Reliance Power’s proposed bonus issue tries to mend fences with hurt investors

Reliance Power is attempting to win over dejected investors, who suffered losses after investing in the company’s public offer IPO, one which attracted unprecedented subscriptions. The company’s Board will meet next Sunday to decide on a proposal to issue bonus shares or otherwise compensate shareholders who applied in the IPO.
 

It has attributed the decline -11% for retail shareholders- in the share price to the global uncertainty in equity markets and rivalry. Whether a bonus will really lower the cost of acquisition is debatable, a cheque in the mail would have been more effective but would lead to a cash outgo. Investor sentiment though may get a small boost.
 

The proposal is to reduce the cost of ownership below the IPO price of Rs 430 for retail shareholders and Rs 450 for institutional investors. Now, the best way of doing that is to return money to shareholders, that is returning whatever investors have lost to them. Whether such a move would be legal and if regulators would approve it is one matter, but under a scheme of arrangement, such a plan should work. But that would mean foregoing money that Reliance Power has already raised, for its power projects.
 

So what is being proposed is a bonus issue, which will exclude promoters. But a bonus issue is just a book entry. From the existing reserves of the company, more shares will be issued, but it does not lower the cost of shares below the IPO price. Instead of holding 100 shares worth Rs 40,000 if a shareholder is left holding 200 shares worth Rs 40,000, except for the psychological satisfaction of holding more shares, nothing else changes.
 

In this case, the argument for a market premium after bonus too does not seem to hold water. The post-bonus premium works when the company’s near to medium term prospects are fantastic or when strong demand for the stock creates a liquidity premium. But none of these seem to exist in the current case where the company is in the initial stages of building power plants.

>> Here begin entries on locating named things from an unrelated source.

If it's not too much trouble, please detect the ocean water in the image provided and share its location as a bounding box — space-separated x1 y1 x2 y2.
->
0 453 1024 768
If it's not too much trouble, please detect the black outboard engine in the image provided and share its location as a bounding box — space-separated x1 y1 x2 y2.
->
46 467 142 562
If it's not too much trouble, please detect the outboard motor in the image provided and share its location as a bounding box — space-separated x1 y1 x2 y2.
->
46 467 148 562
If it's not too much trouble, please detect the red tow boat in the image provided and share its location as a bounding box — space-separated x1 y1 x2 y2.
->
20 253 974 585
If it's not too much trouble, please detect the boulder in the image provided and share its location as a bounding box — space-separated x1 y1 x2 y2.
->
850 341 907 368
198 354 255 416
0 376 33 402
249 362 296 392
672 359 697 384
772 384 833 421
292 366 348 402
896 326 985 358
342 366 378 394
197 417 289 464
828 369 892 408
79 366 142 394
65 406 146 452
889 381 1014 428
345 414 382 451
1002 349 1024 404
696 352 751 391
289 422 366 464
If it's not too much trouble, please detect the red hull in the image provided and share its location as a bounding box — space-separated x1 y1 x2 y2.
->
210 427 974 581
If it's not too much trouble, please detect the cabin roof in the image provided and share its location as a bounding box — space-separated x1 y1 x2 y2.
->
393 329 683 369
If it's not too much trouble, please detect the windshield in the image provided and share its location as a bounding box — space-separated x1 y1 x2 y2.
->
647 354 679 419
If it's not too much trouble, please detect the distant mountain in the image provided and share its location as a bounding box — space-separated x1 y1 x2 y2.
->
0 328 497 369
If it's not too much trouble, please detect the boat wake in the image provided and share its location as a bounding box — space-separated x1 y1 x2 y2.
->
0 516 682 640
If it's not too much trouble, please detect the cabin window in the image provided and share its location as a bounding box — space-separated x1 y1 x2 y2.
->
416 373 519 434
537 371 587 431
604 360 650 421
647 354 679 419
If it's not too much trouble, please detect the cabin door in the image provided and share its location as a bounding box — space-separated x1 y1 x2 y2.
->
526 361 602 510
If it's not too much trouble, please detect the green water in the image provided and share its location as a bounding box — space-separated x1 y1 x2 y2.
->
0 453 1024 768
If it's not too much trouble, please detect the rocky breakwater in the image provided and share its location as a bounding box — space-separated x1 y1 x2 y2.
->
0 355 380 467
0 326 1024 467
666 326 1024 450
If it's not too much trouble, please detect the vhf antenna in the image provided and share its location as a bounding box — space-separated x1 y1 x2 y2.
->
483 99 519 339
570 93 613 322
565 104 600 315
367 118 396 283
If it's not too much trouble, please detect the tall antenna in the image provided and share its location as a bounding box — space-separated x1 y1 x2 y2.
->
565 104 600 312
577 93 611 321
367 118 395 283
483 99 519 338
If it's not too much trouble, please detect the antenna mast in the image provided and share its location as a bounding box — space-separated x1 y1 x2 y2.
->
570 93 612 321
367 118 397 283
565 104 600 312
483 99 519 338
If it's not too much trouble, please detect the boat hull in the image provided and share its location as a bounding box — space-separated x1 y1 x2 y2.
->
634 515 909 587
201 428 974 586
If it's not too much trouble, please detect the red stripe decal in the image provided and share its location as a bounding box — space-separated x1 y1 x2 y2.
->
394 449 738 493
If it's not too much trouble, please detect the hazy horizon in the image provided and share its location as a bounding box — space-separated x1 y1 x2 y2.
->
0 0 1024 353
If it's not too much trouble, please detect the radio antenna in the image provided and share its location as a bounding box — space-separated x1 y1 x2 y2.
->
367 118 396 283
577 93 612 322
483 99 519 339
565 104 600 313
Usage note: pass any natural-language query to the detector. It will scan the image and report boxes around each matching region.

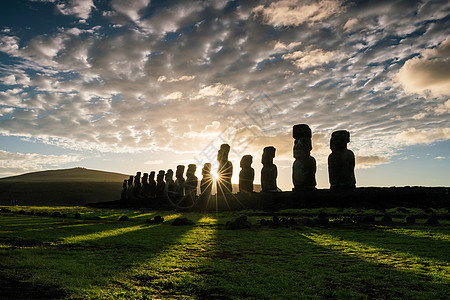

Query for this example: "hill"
[0,168,129,182]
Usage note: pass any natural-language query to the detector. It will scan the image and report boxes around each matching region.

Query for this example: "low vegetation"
[0,206,450,299]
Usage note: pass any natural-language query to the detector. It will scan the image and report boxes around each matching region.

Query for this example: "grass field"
[0,207,450,299]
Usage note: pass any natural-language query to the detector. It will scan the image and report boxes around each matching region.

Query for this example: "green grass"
[0,207,450,299]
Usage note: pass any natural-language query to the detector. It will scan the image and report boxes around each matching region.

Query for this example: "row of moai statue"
[121,124,356,199]
[292,124,356,191]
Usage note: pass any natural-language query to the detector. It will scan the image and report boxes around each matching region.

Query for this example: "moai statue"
[217,144,233,196]
[156,170,166,197]
[292,124,317,191]
[200,163,213,199]
[175,165,186,196]
[141,173,149,198]
[328,130,356,189]
[148,171,156,198]
[184,164,198,196]
[261,146,278,192]
[120,179,128,201]
[127,176,134,200]
[239,155,255,193]
[133,172,141,198]
[165,169,176,196]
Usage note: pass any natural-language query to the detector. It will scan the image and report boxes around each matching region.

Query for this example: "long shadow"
[314,228,450,263]
[0,212,204,298]
[195,221,450,299]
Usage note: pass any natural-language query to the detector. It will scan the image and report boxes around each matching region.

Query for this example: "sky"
[0,0,450,190]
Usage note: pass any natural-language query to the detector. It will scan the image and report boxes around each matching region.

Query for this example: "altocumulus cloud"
[0,0,450,173]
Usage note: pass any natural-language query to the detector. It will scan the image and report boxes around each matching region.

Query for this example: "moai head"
[294,137,312,158]
[142,173,148,184]
[165,169,173,182]
[330,130,350,151]
[292,124,312,139]
[217,144,230,163]
[261,146,276,165]
[186,164,197,177]
[202,163,211,175]
[241,155,253,169]
[156,170,165,182]
[175,165,184,179]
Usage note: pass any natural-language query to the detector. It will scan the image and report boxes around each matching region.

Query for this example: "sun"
[211,170,219,181]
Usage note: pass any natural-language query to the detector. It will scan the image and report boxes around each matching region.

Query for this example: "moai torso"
[185,164,198,196]
[328,130,356,189]
[217,144,233,195]
[292,124,316,191]
[239,155,255,193]
[156,170,166,197]
[175,165,186,196]
[165,169,177,197]
[261,146,278,192]
[200,163,213,197]
[148,171,156,198]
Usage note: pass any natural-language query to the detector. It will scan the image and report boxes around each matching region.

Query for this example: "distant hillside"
[0,168,129,182]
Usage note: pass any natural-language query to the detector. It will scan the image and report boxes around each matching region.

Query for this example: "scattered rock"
[119,216,130,221]
[352,216,362,223]
[405,216,416,224]
[259,219,272,226]
[381,214,392,223]
[51,211,61,218]
[397,207,409,214]
[361,216,375,223]
[426,216,439,225]
[145,216,164,224]
[225,216,252,230]
[172,217,195,226]
[272,214,280,226]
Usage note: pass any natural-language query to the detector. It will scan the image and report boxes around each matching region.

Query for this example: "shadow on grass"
[312,227,450,263]
[195,224,449,299]
[0,212,199,298]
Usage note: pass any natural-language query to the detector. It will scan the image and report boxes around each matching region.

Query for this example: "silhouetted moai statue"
[148,171,156,198]
[133,172,141,198]
[200,163,213,199]
[328,130,356,189]
[185,164,198,196]
[141,173,149,198]
[261,146,278,192]
[217,144,233,196]
[292,124,317,191]
[127,176,134,200]
[156,170,166,197]
[120,179,128,201]
[239,155,255,193]
[165,169,177,197]
[175,165,186,196]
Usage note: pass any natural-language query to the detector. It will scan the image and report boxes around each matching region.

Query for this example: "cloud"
[355,155,389,169]
[396,38,450,96]
[395,128,450,145]
[282,49,337,69]
[0,150,81,176]
[56,0,95,20]
[253,0,343,27]
[111,0,150,22]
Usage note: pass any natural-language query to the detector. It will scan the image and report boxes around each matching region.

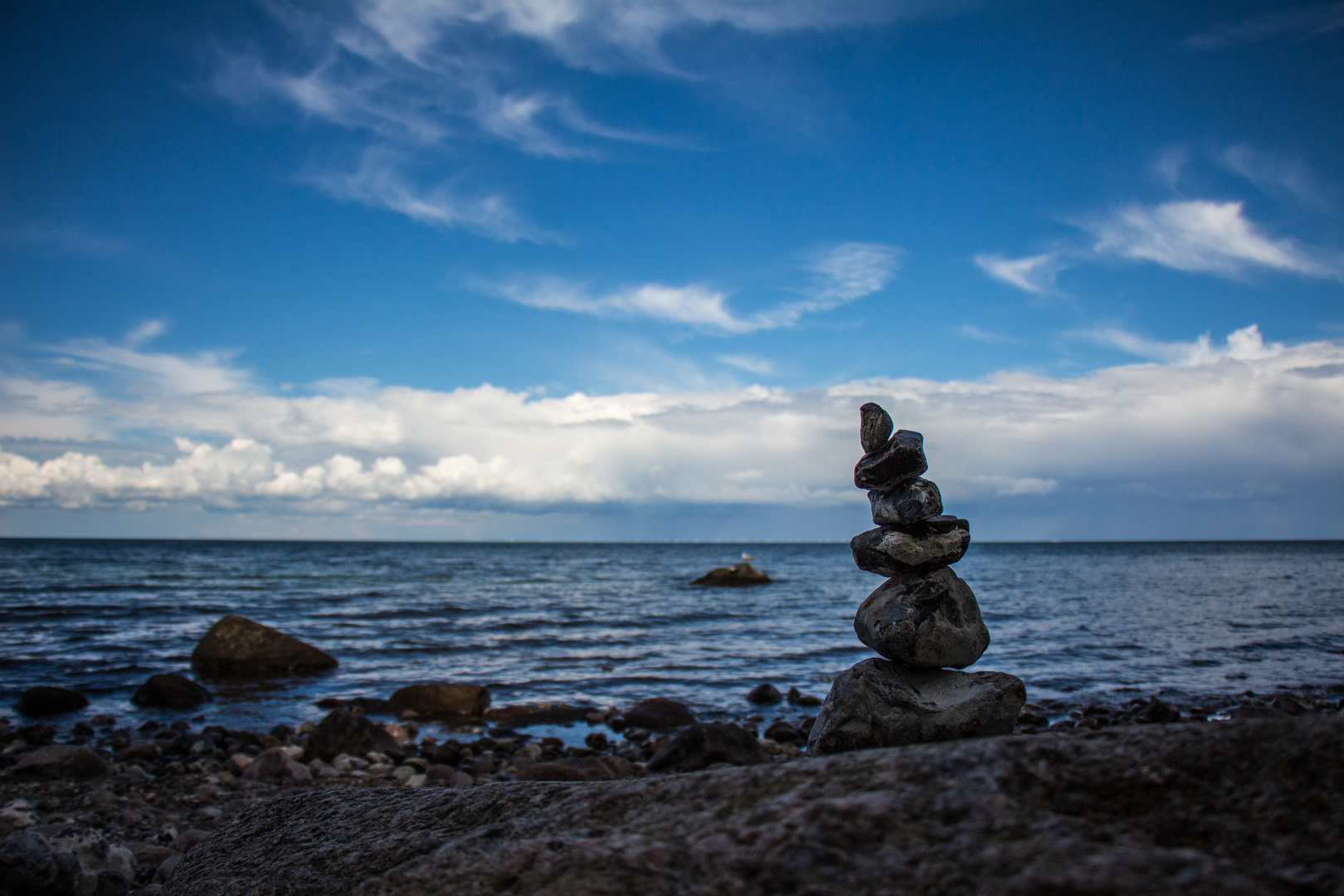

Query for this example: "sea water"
[0,538,1344,727]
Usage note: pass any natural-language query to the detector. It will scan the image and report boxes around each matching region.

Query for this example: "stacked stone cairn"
[808,403,1027,757]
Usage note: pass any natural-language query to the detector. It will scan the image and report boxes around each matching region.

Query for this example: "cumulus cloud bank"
[0,326,1344,526]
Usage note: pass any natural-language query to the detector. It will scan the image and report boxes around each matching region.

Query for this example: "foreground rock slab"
[191,612,336,675]
[161,718,1344,896]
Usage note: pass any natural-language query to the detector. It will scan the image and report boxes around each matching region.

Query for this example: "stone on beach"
[390,684,490,718]
[850,520,971,577]
[625,697,695,731]
[808,658,1027,757]
[13,685,89,718]
[303,709,397,762]
[691,560,772,586]
[869,475,942,525]
[649,722,770,771]
[130,673,214,709]
[9,744,108,778]
[854,430,928,490]
[161,716,1344,896]
[191,614,338,675]
[854,567,989,669]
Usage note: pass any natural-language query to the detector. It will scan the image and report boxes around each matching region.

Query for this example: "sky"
[0,0,1344,542]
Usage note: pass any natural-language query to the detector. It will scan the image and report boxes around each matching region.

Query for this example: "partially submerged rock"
[130,673,214,709]
[191,614,338,675]
[691,560,772,586]
[854,567,989,669]
[808,658,1027,757]
[161,716,1344,896]
[304,709,397,762]
[390,684,490,718]
[13,685,89,718]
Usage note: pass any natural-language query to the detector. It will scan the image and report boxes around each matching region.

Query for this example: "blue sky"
[0,0,1344,540]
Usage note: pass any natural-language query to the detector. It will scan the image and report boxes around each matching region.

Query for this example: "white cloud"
[0,326,1344,516]
[1080,200,1342,278]
[214,0,967,239]
[1073,324,1285,367]
[489,237,899,334]
[975,252,1064,295]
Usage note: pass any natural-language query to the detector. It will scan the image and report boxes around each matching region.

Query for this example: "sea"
[0,538,1344,740]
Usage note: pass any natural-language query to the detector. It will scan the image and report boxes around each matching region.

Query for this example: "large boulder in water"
[13,685,89,718]
[388,684,490,718]
[191,614,336,675]
[160,716,1344,896]
[130,672,214,709]
[854,567,989,669]
[304,709,397,762]
[691,560,772,586]
[808,658,1027,757]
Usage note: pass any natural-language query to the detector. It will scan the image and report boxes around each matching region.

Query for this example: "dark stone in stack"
[808,403,1027,757]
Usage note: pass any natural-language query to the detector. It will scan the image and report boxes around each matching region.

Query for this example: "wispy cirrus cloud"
[1079,199,1344,280]
[486,243,899,334]
[214,0,969,241]
[1181,2,1344,51]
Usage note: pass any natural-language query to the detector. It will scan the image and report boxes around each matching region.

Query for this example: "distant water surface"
[0,538,1344,725]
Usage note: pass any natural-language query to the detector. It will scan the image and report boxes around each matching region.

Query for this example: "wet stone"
[869,477,942,525]
[854,567,989,669]
[850,520,971,577]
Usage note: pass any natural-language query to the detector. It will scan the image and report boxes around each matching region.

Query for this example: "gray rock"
[191,614,336,675]
[869,475,942,525]
[854,430,928,490]
[855,567,989,669]
[850,520,971,577]
[649,722,770,771]
[163,716,1344,896]
[388,684,490,718]
[304,709,397,762]
[130,673,214,709]
[0,830,80,896]
[9,744,108,778]
[859,402,895,454]
[13,685,89,716]
[808,658,1027,757]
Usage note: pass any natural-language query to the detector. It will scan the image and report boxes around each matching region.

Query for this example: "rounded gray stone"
[854,567,989,669]
[808,658,1027,757]
[869,477,942,525]
[850,520,971,577]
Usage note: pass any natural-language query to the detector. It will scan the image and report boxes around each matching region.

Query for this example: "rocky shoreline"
[0,685,1344,894]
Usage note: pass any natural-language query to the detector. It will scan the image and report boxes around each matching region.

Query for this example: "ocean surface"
[0,538,1344,728]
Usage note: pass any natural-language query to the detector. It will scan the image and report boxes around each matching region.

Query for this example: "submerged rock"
[854,567,989,669]
[13,685,89,718]
[850,520,971,577]
[130,673,214,709]
[691,560,772,586]
[625,697,695,731]
[869,475,942,525]
[808,658,1027,757]
[854,430,928,490]
[649,722,770,771]
[391,684,490,718]
[304,709,397,762]
[161,716,1344,896]
[191,614,338,675]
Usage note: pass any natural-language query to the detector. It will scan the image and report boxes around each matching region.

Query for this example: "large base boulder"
[130,673,214,709]
[808,658,1027,757]
[13,685,89,718]
[191,614,336,675]
[854,567,989,669]
[160,718,1344,896]
[390,685,490,718]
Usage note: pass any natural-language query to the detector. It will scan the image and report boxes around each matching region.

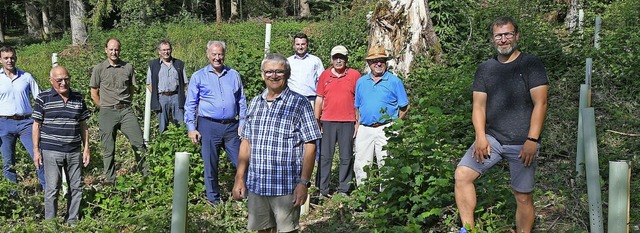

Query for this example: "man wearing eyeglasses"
[33,66,90,224]
[89,37,149,185]
[147,40,188,133]
[184,41,247,205]
[0,46,45,189]
[233,54,321,232]
[353,46,409,185]
[315,45,360,196]
[454,17,549,233]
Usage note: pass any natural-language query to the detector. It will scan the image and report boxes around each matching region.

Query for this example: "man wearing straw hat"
[353,46,409,185]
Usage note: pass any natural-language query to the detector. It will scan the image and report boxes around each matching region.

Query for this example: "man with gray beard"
[454,17,549,233]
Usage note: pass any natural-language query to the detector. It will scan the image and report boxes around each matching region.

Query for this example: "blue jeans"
[0,118,45,189]
[158,94,184,133]
[198,117,240,204]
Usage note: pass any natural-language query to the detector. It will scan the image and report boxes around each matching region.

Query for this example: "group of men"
[0,17,548,232]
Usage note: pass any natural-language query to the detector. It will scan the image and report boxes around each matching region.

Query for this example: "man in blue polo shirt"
[0,46,45,189]
[353,46,409,185]
[184,41,247,205]
[33,66,90,223]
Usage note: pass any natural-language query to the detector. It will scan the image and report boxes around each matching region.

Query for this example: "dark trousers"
[197,117,240,204]
[319,121,355,195]
[98,107,149,182]
[0,118,45,189]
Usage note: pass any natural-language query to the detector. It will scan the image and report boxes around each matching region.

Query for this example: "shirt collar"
[206,64,231,77]
[367,71,389,81]
[260,86,290,101]
[329,65,351,78]
[158,57,173,65]
[103,59,127,68]
[293,53,309,60]
[0,67,24,78]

Since promoters are being excluded from the issue, which is not normal under existing company law rules, the procedure may be through a scheme of arrangement, under Sec 391-394.
 

Most importantly, any bonus issue will increase the equity capital of the company and dilute EPS, so the net value of shares would remain the same. Getting more shares need not necessarily make the Reliance Power shareholder richer. Perhaps a more effective salve in the longer run will be timely completion of its projects, which could justify the price paid by its IPO investors. There can be no effective substitute for performance as a means of rewarding shareholders.